* Fw: [gentoo-portage-dev] changelog encoding
@ 2004-10-08 15:29 Marius Mauch
2004-10-08 16:26 ` Luke-Jr
0 siblings, 1 reply; 11+ messages in thread
From: Marius Mauch @ 2004-10-08 15:29 UTC (permalink / raw
To: gentoo-portage-dev
[-- Attachment #1: Type: text/plain, Size: 1861 bytes --]
Begin forwarded message:
Date: Fri, 8 Oct 2004 13:56:17 +0100
From: Ciaran McCreesh <ciaranm@gentoo.org>
To: Marius Mauch <genone@gentoo.org>
Cc: gentoo-portage-dev@lists.gentoo.org
Subject: Re: [gentoo-portage-dev] changelog encoding
[ not sure if I can post to gentoo-portage-dev, please forward on if
not... ]
On Fri, 8 Oct 2004 14:31:52 +0200 Marius Mauch <genone@gentoo.org>
wrote:
| On 10/07/04 Brian wrote:
| > What is the official encoding method(s) for the changelogs. It has
| > been reported that porthole often fails getting the changelogs due
| > to the encoding. Currently it is assuming ascii.
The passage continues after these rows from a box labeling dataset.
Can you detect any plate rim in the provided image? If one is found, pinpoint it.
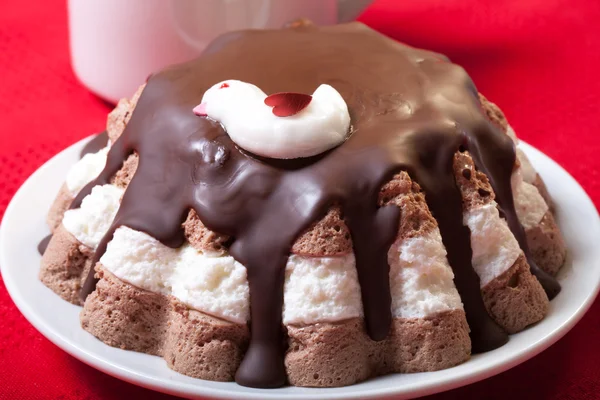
[0,135,600,399]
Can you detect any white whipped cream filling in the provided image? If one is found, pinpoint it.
[100,227,249,323]
[463,201,521,287]
[283,254,363,325]
[62,185,124,249]
[100,227,462,325]
[63,185,468,324]
[194,80,350,159]
[511,170,548,229]
[517,148,537,183]
[388,229,463,318]
[66,146,108,196]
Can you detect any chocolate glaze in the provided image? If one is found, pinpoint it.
[72,23,554,387]
[38,234,52,256]
[79,131,108,158]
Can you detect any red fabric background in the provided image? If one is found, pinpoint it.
[0,0,600,400]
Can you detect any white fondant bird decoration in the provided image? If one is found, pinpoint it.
[193,80,350,159]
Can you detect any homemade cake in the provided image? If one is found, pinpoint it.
[40,23,566,387]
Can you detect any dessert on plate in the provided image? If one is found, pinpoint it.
[40,23,566,388]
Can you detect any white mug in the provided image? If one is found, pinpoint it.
[69,0,371,103]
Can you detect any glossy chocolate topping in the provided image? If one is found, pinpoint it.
[72,23,555,387]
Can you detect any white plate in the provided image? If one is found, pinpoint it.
[0,139,600,399]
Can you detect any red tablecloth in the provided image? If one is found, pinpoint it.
[0,0,600,400]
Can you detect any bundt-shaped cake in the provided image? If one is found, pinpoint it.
[40,23,566,387]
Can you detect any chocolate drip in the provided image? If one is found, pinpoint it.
[72,23,556,387]
[472,127,561,300]
[79,131,108,158]
[38,234,52,256]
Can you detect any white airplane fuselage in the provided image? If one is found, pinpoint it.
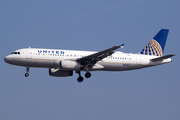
[4,48,172,71]
[4,29,174,82]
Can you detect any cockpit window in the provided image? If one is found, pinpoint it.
[11,52,20,54]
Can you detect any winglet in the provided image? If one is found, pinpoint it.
[120,43,124,48]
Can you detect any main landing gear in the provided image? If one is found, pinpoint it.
[25,66,29,77]
[76,71,91,82]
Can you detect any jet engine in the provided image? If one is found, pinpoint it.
[60,60,81,70]
[49,68,73,77]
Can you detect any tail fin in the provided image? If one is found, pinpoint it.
[139,29,169,56]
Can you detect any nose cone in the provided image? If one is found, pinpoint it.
[4,56,11,63]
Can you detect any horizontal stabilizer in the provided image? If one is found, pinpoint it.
[151,54,175,62]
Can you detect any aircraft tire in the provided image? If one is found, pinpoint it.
[25,73,29,77]
[85,72,91,78]
[77,76,84,82]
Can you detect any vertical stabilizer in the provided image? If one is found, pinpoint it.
[139,29,169,56]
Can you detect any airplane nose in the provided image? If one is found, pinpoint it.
[4,56,10,63]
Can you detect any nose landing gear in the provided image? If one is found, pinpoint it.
[25,66,29,77]
[76,71,91,82]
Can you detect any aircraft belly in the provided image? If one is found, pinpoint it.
[11,59,59,68]
[99,62,139,71]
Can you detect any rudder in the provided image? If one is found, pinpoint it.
[139,29,169,56]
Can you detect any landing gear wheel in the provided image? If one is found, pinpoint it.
[77,76,84,82]
[25,73,29,77]
[85,72,91,78]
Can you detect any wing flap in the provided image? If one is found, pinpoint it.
[151,54,175,62]
[77,44,124,67]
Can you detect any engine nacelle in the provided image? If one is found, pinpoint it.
[49,68,73,77]
[60,60,81,70]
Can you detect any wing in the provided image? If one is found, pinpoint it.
[151,54,175,62]
[77,44,124,70]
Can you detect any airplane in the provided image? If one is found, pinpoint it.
[4,29,175,82]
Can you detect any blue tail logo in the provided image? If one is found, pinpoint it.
[140,29,169,56]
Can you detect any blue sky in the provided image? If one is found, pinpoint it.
[0,0,180,120]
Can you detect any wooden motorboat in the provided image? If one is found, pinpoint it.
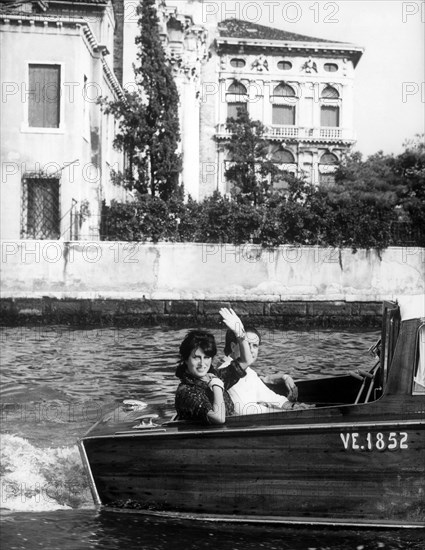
[79,299,425,527]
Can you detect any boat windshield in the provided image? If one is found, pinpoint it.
[413,325,425,393]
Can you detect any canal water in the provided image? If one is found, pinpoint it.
[0,326,423,550]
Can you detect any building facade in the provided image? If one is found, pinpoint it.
[0,0,125,240]
[199,19,363,197]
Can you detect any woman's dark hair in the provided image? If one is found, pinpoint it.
[224,326,261,355]
[176,330,217,378]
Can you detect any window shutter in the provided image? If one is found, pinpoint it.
[28,65,60,128]
[320,105,339,127]
[227,103,247,118]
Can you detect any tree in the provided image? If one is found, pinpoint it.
[103,0,182,200]
[225,109,281,206]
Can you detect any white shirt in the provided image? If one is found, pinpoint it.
[219,357,288,415]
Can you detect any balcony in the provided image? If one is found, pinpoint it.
[216,123,354,142]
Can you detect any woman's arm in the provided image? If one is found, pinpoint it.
[207,376,226,424]
[220,307,254,370]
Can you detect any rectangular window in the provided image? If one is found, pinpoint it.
[28,64,61,128]
[227,101,248,118]
[319,174,335,189]
[272,105,295,126]
[320,105,339,127]
[22,177,60,239]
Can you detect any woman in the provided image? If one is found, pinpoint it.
[175,308,252,424]
[222,327,310,415]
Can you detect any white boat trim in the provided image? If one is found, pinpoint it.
[83,420,425,441]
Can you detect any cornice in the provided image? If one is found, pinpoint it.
[216,37,364,66]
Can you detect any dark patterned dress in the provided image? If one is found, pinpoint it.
[175,360,245,424]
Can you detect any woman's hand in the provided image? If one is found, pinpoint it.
[219,307,246,338]
[261,373,298,401]
[282,374,298,401]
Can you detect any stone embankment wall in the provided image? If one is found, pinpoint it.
[1,240,425,326]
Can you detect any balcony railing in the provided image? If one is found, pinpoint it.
[216,123,354,141]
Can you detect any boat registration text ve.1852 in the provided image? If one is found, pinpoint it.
[340,432,409,451]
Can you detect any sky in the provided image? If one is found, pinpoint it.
[203,0,425,156]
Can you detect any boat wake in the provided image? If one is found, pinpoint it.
[0,434,93,512]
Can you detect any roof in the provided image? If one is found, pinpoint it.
[397,294,425,321]
[218,19,340,44]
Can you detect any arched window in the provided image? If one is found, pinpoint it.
[319,153,339,188]
[227,81,248,95]
[226,80,248,119]
[320,105,339,128]
[272,82,297,126]
[273,82,297,97]
[320,86,339,99]
[271,148,295,164]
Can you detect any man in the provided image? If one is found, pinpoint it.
[219,327,308,415]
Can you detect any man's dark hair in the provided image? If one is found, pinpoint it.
[176,330,217,378]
Many are
| > reported to be iso-8859-1.
|
| I don't think we have an official encoding, but I think ciaranm knows
| a bit more about that issue.
Yup. We *need* to have an official encoding. Reason being, at least one
developer has a non-(ASCII as in characters 0..126 only) character in
their name. Said encoding should also apply to ebuilds, but not to
files/ entries (I could give the lengthy explanation if anyone really
wants to know, but basically certain things would break).
I've been whinging about this on and off for about a year now, and every
time it's been dismissed as irrelevant :)
If we're going to standardise on an encoding, it's got to be UTF-8.
iso-8859-1 is not sufficient to represent every developer (and potential
patch contributor)'s name correctly. UTF-16 and plain old four byte
unicode aren't compatible with our existing files (in UTF-8, characters
1 to 126 are the same as in regular ASCII). Yes, UTF-8 kinda sucks in
terms of space when encoding japanese or russian characters, but since
these will be a rare occurance it's not really a problem.
--
Ciaran McCreesh : Gentoo Developer (Sparc, MIPS, Vim, Fluxbox)
Mail : ciaranm at gentoo.org
Web : http://dev.gentoo.org/~ciaranm
[-- Attachment #2: Type: application/pgp-signature, Size: 189 bytes --]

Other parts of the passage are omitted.